Pakistan’s technology sector is experiencing a sharp contraction, with global tech companies scaling back their presence and startup funding plunging by 88%, weakening the digital economy during a critical growth phase.

Over the past year, several international firms have withdrawn, citing regulatory uncertainty and economic instability. This exodus contributes to a stark decline in venture capital flow, with funding falling from $500 million to under $60 million annually. As a result, many startups face closure, slow hiring, and delayed product development.

Tech leaders warn that this downward trend risks eroding Pakistan’s innovation ecosystem, threatening job creation and global competitiveness. The funding freeze directly hinders cutting-edge work in fintech, e-commerce, AI, and software development.

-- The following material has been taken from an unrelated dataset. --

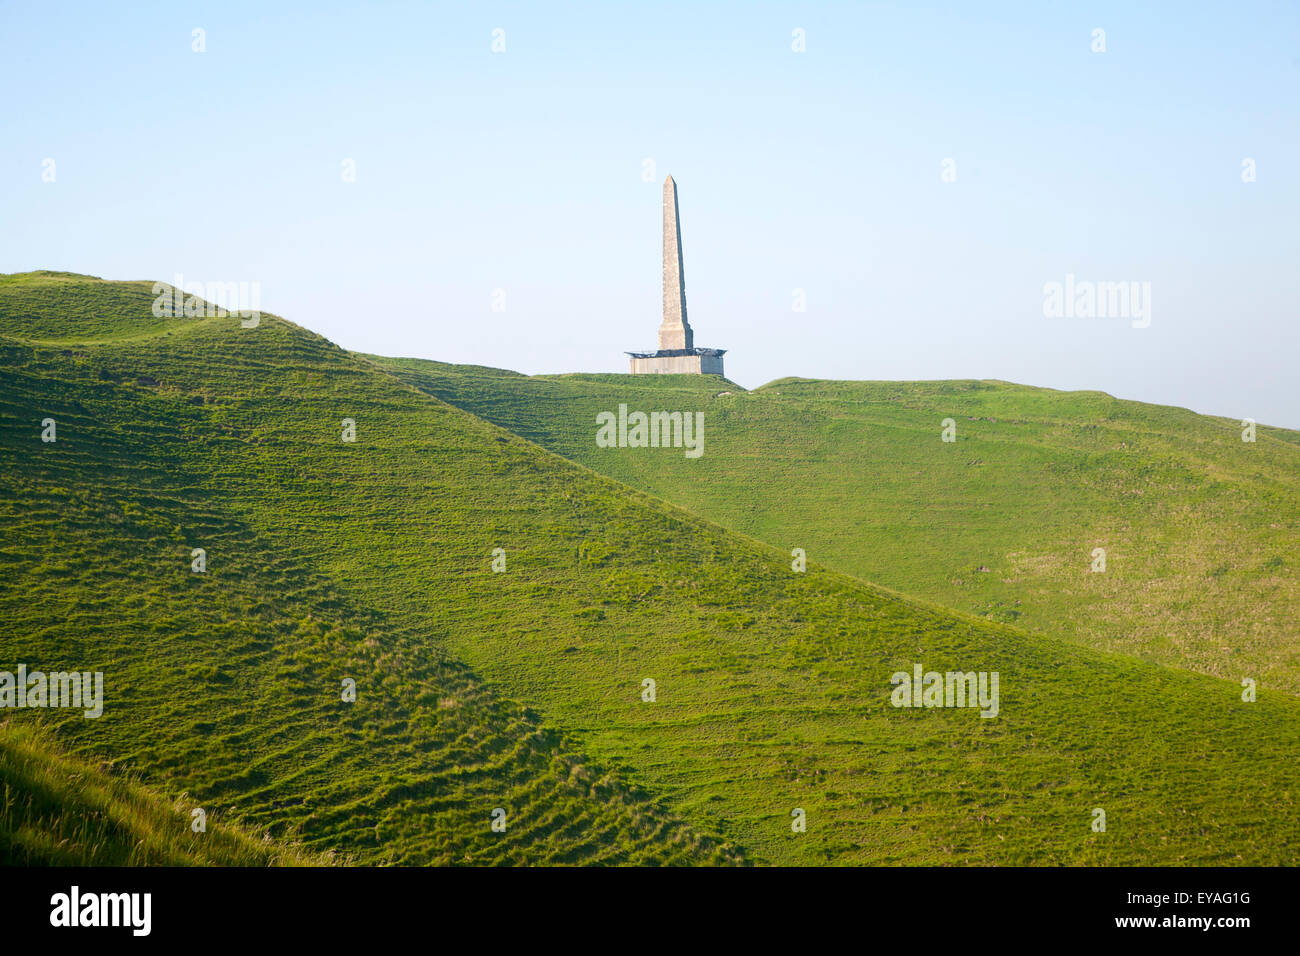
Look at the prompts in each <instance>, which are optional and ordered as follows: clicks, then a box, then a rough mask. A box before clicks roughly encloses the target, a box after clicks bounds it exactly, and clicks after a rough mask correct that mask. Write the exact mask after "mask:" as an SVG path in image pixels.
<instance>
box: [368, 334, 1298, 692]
mask: <svg viewBox="0 0 1300 956" xmlns="http://www.w3.org/2000/svg"><path fill="white" fill-rule="evenodd" d="M376 360H377V362H378V363H380V364H381V365H382V367H383V368H387V369H390V371H393V372H394V373H395V375H398V376H400V377H402V378H404V380H406V381H409V382H412V384H415V385H417V386H420V388H424V389H426V390H428V392H429V393H430V394H434V395H438V397H439V398H442V399H445V401H447V402H451V403H454V405H456V406H460V407H464V408H467V410H469V411H472V412H474V414H477V415H481V416H482V418H486V419H489V420H491V421H495V423H498V424H500V425H503V427H506V428H508V429H511V431H512V432H516V433H519V434H521V436H524V437H526V438H529V440H532V441H536V442H538V444H541V445H543V446H546V447H549V449H551V450H552V451H556V453H559V454H563V455H565V457H567V458H571V459H573V460H576V462H581V463H584V464H586V466H589V467H591V468H595V470H597V471H601V472H603V473H606V475H610V476H611V477H616V479H619V480H620V481H627V483H628V484H630V485H633V486H636V488H640V489H642V490H645V492H649V493H651V494H655V496H658V497H662V498H664V499H667V501H672V502H675V503H677V505H681V506H682V507H686V509H689V510H690V511H693V512H695V514H699V515H703V516H706V518H710V519H712V520H716V522H719V523H720V524H723V525H725V527H728V528H732V529H735V531H740V532H744V533H746V535H751V536H754V537H758V538H761V540H763V541H766V542H768V544H771V545H774V546H775V548H777V549H780V550H783V551H785V553H789V550H790V549H792V548H803V549H805V550H806V553H807V555H809V559H810V561H814V562H819V563H823V564H826V566H828V567H833V568H837V570H841V571H845V572H848V574H852V575H855V576H858V578H863V579H866V580H870V581H875V583H879V584H884V585H888V587H891V588H894V589H898V591H902V592H905V593H909V594H914V596H918V597H923V598H926V600H930V601H935V602H937V604H941V605H945V606H952V607H958V609H961V610H966V611H970V613H972V614H978V615H980V617H984V618H988V619H992V620H1001V622H1006V623H1017V624H1022V626H1024V627H1028V628H1031V630H1035V631H1041V632H1047V633H1053V635H1060V636H1063V637H1067V639H1070V640H1074V641H1078V643H1080V644H1086V645H1089V646H1095V648H1100V649H1106V650H1115V652H1121V653H1125V654H1132V656H1135V657H1139V658H1143V659H1147V661H1157V662H1162V663H1170V665H1175V666H1180V667H1188V669H1192V670H1199V671H1203V672H1206V674H1214V675H1218V676H1222V678H1226V679H1229V680H1234V682H1236V680H1240V679H1242V678H1243V676H1249V678H1253V679H1256V680H1258V682H1260V683H1261V684H1262V685H1269V687H1277V688H1279V689H1284V691H1288V692H1291V693H1300V632H1297V631H1296V624H1295V622H1296V620H1297V618H1300V447H1297V442H1300V433H1296V432H1288V431H1286V429H1278V428H1265V427H1260V428H1257V434H1256V441H1255V442H1253V444H1252V442H1243V441H1242V431H1243V429H1242V424H1240V421H1234V420H1225V419H1214V418H1208V416H1204V415H1196V414H1193V412H1190V411H1187V410H1183V408H1169V407H1164V406H1153V405H1143V403H1140V402H1123V401H1119V399H1115V398H1112V397H1110V395H1105V394H1101V393H1096V392H1069V393H1066V392H1052V390H1049V389H1035V388H1027V386H1023V385H1010V384H1006V382H979V381H957V382H826V381H802V380H784V381H777V382H772V384H771V385H766V386H763V388H762V389H759V390H757V392H750V393H746V392H744V390H741V389H738V388H736V386H732V385H725V384H720V382H719V380H702V378H698V377H694V378H693V377H692V376H663V377H662V378H660V380H655V381H653V380H650V378H647V377H645V376H638V377H632V376H551V377H541V376H539V377H532V378H529V377H523V376H513V373H510V375H504V376H503V375H502V373H499V372H487V371H484V369H478V368H471V367H458V365H445V364H442V363H432V362H420V360H415V359H376ZM724 390H729V393H731V394H725V395H720V394H718V393H720V392H724ZM619 403H625V405H627V406H628V407H629V408H630V410H636V408H642V410H651V408H655V410H659V408H679V407H690V408H698V410H701V411H703V412H705V420H706V453H705V454H703V457H701V458H699V459H697V460H686V459H685V458H684V457H682V455H675V454H660V453H658V451H655V450H649V449H647V450H630V451H624V453H621V454H620V453H617V451H611V450H608V449H602V447H598V446H597V445H595V442H594V433H595V424H594V423H595V415H597V414H598V412H601V411H606V410H616V408H617V406H619ZM949 418H950V419H953V421H954V424H956V438H957V440H956V441H954V442H944V441H943V440H941V433H943V428H944V427H943V421H944V419H949ZM1097 548H1102V549H1105V551H1106V564H1105V572H1093V571H1092V566H1093V549H1097Z"/></svg>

To counter this decline, experts recommend immediate action:

  • Incentivize investment through tax reliefs, easier foreign capital access, and streamlined approval processes.
  • Implement digital reforms, including clear regulations on data privacy, cloud services, and e-payments.
  • Strengthen accelerator programs and public-private partnerships to support early-stage startups.
  • Improve infrastructure, especially broadband connectivity and access to affordable cloud platforms.

Reviving digital confidence will also require Pakistan to promote success stories, restore investor trust, and commit to long-term planning. Without decisive action on policy and funding, the country risks further marginalization from the global tech landscape.